Comme l'a souligné le Président de la République, « le devoir d'un chômeur, c'est de rechercher un emploi, pas de supporter le fardeau de la complexité administrative, et le devoir de la collectivité nationale, c'est de mobiliser ses moyens au service du retour du chômeur à l'emploi ». Ainsi, il sera possible de trouver à un même endroit l'ensemble des services, qu'il s'agisse de l'accueil, de l'inscription comme demandeur d'emploi, de l'indemnisation, de la formation et de l'accompagnement dans la recherche d'un nouvel emploi.
Lors du débat devant notre assemblée, j'avais proposé un amendement visant à ce que les services d'orientation de l'Association nationale pour la formation professionnelle des adultes, l'AFPA, soient intégrés à la nouvelle institution.
À l'heure actuelle, la fonction d'orientation professionnelle des personnes, que celles-ci disposent ou non d'un emploi, reste dévolue aux services d'orientation professionnelle de l'AFPA. Or cette situation est quelque peu contraire à l'objectif de simplification visé par la fusion.

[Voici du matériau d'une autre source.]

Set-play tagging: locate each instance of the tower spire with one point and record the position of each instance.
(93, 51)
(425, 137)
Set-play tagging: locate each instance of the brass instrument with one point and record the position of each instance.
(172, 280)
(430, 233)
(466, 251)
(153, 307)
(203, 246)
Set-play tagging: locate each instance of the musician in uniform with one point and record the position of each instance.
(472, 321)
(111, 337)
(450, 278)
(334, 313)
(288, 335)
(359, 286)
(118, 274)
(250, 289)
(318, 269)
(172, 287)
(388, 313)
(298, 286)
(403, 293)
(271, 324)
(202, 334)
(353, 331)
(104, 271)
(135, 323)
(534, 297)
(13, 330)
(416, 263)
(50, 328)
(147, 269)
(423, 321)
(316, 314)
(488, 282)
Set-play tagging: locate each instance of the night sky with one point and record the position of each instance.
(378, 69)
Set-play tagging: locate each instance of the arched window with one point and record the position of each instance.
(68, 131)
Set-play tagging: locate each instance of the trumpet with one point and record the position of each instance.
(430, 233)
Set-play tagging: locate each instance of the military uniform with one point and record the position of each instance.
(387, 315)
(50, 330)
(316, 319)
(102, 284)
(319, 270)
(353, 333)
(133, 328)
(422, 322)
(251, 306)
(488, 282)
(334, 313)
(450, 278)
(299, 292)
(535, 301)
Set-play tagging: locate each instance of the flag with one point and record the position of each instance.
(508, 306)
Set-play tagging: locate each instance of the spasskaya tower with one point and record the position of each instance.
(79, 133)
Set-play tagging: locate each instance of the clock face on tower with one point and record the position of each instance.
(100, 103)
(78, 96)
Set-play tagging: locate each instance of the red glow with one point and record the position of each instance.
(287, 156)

Cela revient à priver la nouvelle institution des moyens de mieux assurer sa mission d'orientation.
J'ai retiré cet amendement, dans l'attente du prochain texte de loi sur la formation. Notre commission a, pour sa part, demandé qu'un rapport soit présenté au Parlement, d'ici à douze mois, sur les modalités de cet éventuel transfert.
Le tableau étant dressé, comment s'en sortir ? La mission a fait une quarantaine de propositions. J'en citerai trois qui me paraissent très importantes.
Premièrement, il faut passer d'une logique de dépense à une logique d'investissement. Qui dit investissement dit résultats ; qui dit résultats dit évaluation.
Deuxièmement, il faut fixer d'autres objectifs à la formation professionnelle. Tout système de formation doit apporter une triple réponse simultanée, au projet de la personne, aux besoins de l'entreprise et à la diversité des territoires, en s'appuyant sur le triptyque indissociable « formation, employabilité, emploi ».
Troisièmement, et cela concerne la méthode, aux trois C, nous opposons les trois P et les deux E.
Les trois P sont, premièrement, la personne, physique ou morale, qu'il est impératif de remettre au centre du système, car elle en constitue la finalité, deuxièmement, le partenariat, autour de l'ensemble des acteurs de la communauté de formation, c'est-à-dire l'État, les partenaires socio-économiques, la région et les autres collectivités territoriales, et troisièmement, la proximité, d'abord pour répondre au mieux à la diversité des situations, ensuite pour une raison d'efficacité, chaque euro investi ayant un meilleur rendement lorsque la décision est plus proche de l'action. Le bon niveau nous paraît être le bassin de formation.
J'en viens aux deux E.
Il s'agit, tout d'abord, de l'expérimentation, qui est aujourd'hui inscrite dans la Constitution. Elle doit permettre de lever la crainte des effets pervers non maîtrisés lorsqu'on modifie un système aussi complexe.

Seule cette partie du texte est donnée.